Tuesday, January 16, 2018

...Not ours, says shipping company

 Seaboard Marine, the cargo company used exclusively by local soft drink manufacturer SM Jaleel and Co Ltd, said yesterday the container transporting cocaine valued at US$100 million (TT$644 million) apprehended last month in the US state of Virginia was not theirs. 

“The company has come forward with this statement of clarification to underline the fact that Seaboard is not remotely associated with the shipment in question... Seaboard Marine has not, and will not in any way transgress the laws of Trinidad and Tobago or the USA,” the Miami, Florida-based shipping company said in a release. 

Customs and Border Protection (CPB) officers at the Port of Norfolk in the US state of Virginia seized 732 pounds of cocaine concealed in cans bearing the labels of popular SM Jaleel product Trinidad Orange and Grapefruit juices on December 20 last year. 

The wholesale value of the cocaine is about US$12 million and has a street value of as much as US$100 million, according to Customs officials. Port officials stated that the container originated from this country and was destined for New York.

Seaboard Marine does not offer an Export Consolidation Service; rather it provides exclusively a Full Container Load service, and as such does not handle customers’ cargo in any way, the company said. It added that it ships solely from the Port of Point Lisas and not Port of Spain from where the container originated, nor does it service the Port of Norfolk. 
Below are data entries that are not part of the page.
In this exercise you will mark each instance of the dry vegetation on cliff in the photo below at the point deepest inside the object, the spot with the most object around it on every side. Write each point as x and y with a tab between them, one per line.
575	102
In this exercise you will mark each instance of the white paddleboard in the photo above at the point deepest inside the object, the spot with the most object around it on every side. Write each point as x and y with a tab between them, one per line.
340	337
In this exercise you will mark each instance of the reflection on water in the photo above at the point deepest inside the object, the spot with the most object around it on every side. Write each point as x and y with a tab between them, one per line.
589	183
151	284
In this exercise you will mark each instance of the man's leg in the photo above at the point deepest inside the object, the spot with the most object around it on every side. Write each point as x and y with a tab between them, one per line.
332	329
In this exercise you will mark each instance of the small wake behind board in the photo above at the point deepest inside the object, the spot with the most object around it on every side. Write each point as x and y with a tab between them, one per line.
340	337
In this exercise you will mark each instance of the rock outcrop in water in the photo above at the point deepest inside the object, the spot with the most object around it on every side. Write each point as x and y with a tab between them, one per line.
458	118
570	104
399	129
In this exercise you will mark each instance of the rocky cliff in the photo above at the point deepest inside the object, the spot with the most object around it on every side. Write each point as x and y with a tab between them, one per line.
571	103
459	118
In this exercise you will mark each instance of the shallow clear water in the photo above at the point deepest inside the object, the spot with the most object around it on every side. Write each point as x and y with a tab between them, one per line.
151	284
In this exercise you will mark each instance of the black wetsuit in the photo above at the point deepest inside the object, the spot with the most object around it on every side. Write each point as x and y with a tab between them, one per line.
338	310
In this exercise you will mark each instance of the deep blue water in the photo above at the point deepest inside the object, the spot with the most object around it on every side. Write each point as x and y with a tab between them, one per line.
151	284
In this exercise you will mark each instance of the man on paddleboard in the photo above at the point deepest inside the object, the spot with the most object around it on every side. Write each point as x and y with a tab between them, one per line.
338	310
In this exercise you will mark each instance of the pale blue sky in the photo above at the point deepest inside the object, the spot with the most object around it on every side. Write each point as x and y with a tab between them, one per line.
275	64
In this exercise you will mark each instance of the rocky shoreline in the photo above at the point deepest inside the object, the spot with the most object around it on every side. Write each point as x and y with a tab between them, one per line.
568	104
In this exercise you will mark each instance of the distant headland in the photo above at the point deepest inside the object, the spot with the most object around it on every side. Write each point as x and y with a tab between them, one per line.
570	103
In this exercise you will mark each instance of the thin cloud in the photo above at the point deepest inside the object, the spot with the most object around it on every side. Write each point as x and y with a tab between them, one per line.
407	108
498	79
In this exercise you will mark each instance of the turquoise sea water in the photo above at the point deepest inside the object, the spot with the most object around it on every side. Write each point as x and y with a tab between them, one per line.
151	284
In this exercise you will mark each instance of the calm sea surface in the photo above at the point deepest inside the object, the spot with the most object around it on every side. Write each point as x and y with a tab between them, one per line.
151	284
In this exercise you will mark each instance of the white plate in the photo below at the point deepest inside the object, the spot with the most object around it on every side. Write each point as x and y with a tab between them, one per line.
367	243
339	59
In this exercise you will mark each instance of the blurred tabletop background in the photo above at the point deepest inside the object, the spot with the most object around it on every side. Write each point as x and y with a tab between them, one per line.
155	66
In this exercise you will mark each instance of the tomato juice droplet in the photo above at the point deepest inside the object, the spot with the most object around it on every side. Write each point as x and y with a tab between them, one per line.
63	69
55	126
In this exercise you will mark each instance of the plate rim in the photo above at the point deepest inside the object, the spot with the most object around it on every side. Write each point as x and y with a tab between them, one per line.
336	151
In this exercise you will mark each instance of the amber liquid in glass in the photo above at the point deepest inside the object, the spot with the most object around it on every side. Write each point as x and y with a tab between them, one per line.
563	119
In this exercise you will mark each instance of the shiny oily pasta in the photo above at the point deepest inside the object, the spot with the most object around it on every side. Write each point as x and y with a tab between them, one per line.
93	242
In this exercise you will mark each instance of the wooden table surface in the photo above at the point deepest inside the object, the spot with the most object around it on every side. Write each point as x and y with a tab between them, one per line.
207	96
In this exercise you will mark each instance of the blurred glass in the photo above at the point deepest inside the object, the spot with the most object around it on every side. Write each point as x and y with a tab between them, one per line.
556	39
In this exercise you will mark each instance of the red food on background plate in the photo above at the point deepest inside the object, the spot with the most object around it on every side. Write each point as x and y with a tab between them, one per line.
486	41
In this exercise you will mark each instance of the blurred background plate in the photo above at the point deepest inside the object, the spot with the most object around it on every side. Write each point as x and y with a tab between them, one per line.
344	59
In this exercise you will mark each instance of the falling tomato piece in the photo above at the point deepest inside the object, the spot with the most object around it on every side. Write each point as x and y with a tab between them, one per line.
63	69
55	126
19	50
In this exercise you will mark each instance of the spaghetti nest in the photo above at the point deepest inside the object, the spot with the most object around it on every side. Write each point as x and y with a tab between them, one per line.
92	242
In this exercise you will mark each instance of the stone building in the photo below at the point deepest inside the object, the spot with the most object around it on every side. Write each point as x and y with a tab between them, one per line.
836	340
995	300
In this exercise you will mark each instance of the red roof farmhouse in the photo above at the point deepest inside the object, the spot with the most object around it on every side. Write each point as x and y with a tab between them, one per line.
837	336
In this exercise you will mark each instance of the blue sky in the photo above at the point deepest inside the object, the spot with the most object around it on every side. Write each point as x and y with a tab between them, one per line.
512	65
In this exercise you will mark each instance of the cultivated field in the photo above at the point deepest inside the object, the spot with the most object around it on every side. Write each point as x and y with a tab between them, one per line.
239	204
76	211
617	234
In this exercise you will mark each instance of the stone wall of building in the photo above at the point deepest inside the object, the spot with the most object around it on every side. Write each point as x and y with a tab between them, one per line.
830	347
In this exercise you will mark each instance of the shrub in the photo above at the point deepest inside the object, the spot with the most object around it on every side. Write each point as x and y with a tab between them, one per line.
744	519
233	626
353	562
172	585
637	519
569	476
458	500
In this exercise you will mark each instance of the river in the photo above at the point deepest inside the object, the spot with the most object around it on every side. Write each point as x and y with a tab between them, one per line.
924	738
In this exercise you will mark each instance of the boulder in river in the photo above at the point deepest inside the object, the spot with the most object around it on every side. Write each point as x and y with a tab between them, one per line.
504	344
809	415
“Seaboard Marine has maintained an incident-free and positive 23-year business relationship with SM Jaleel in getting legitimate local products into the US transparently and legally,” the company added. 

SM Jaleel had said on Sunday in a release on its website some of its brands had unfortunately been targeted (to traffic illegal drugs), perhaps because the brands are so well-known internationally. 

In an advertisement in today’s newspapers, the company reiterated that it did not export the container transporting the cocaine. 

“The scale of our exports and our unblemished reputation on the international market for the past 30 years makes us a natural target for sophisticated drug smugglers,” SM Jaleel said.